The last time she encountered such a powerful animal symbol, she was at a friend’s camp. She had never seen a luna moth before—but suddenly, the huge, showy, pale green moths were everywhere. Moths and butterflies are widely understood as symbols of new life—transitioning as they do from worm-like caterpillars, to pupae encased in their coffin-like cocoons, to flamboyantly beautiful, winged wonders. It was a time when Nancy was leaving an unhealthy relationship. She took it as a sign of transformation to come.

And what might the hawk symbolize in her life? I asked Nan. She doesn’t know yet. “I think the meaning of the bird— or my energy to transition it back into this world, and not to death—is unfolding.”

Since the release, we’ve both, independently and regularly, checked a website maintained by the Hawk Mountain Sanctuary, which tracks the travels of seven broad-winged hawks outfitted with either satellite or cell phone telemetry transmitters. The broad-wings were captured and tagged in Connecticut, Ontario, Pennsylvania, and New Hampshire. We have been particularly interested in the progress of an adult female named Monadnock.
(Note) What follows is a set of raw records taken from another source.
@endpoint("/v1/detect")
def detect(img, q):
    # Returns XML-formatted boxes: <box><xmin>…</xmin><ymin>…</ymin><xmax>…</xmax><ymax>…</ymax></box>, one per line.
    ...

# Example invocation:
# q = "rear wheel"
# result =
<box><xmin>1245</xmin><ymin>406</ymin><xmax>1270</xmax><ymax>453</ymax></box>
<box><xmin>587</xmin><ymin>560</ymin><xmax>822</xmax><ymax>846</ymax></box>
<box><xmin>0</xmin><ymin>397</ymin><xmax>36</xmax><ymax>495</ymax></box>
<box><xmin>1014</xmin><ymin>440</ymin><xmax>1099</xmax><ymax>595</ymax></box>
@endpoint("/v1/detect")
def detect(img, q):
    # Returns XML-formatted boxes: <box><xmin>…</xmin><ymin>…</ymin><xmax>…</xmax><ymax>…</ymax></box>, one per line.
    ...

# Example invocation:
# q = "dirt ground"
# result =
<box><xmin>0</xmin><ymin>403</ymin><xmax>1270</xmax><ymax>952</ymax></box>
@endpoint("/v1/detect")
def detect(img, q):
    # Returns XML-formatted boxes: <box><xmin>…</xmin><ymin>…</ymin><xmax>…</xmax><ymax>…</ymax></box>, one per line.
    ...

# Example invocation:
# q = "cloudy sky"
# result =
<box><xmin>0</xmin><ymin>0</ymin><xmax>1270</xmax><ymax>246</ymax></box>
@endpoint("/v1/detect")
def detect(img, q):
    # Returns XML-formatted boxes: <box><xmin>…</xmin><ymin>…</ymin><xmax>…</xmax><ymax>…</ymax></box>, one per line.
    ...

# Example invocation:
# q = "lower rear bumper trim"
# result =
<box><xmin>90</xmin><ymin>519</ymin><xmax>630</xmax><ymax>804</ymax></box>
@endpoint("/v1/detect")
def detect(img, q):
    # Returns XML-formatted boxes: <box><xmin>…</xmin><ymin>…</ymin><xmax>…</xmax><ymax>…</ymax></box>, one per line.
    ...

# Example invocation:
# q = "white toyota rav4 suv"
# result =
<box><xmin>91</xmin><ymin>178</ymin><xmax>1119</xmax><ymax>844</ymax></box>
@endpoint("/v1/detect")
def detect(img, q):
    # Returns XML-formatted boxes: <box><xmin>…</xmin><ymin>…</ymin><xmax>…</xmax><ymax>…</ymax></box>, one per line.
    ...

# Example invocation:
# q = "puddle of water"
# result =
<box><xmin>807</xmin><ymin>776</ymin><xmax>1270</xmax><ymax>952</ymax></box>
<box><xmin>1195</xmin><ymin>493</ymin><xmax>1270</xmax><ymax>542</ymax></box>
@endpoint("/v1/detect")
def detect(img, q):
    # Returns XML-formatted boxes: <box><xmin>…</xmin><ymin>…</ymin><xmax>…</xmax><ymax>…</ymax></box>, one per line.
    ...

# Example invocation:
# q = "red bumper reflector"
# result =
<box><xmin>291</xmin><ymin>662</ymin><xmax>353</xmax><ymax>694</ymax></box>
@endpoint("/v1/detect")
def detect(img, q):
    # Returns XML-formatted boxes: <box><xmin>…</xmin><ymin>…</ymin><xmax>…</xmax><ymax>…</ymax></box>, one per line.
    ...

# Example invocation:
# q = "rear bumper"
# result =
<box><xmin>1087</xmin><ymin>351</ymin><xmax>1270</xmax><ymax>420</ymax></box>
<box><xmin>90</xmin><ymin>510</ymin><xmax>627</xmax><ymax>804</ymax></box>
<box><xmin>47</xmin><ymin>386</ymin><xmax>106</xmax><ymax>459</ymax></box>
Though it’s tempting to imagine this is the bird we both briefly held, she is not; this one is an adult, not a youngster, and was captured and tagged on her breeding territory in nearby Dublin, NH in June. Ours did not have telemetry. But we can hope, and reasonably believe, that the bird we held may have been traveling in her company, along with thousands of others. Before Thanksgiving, we saw with delight that she had already reached Colombia in South America.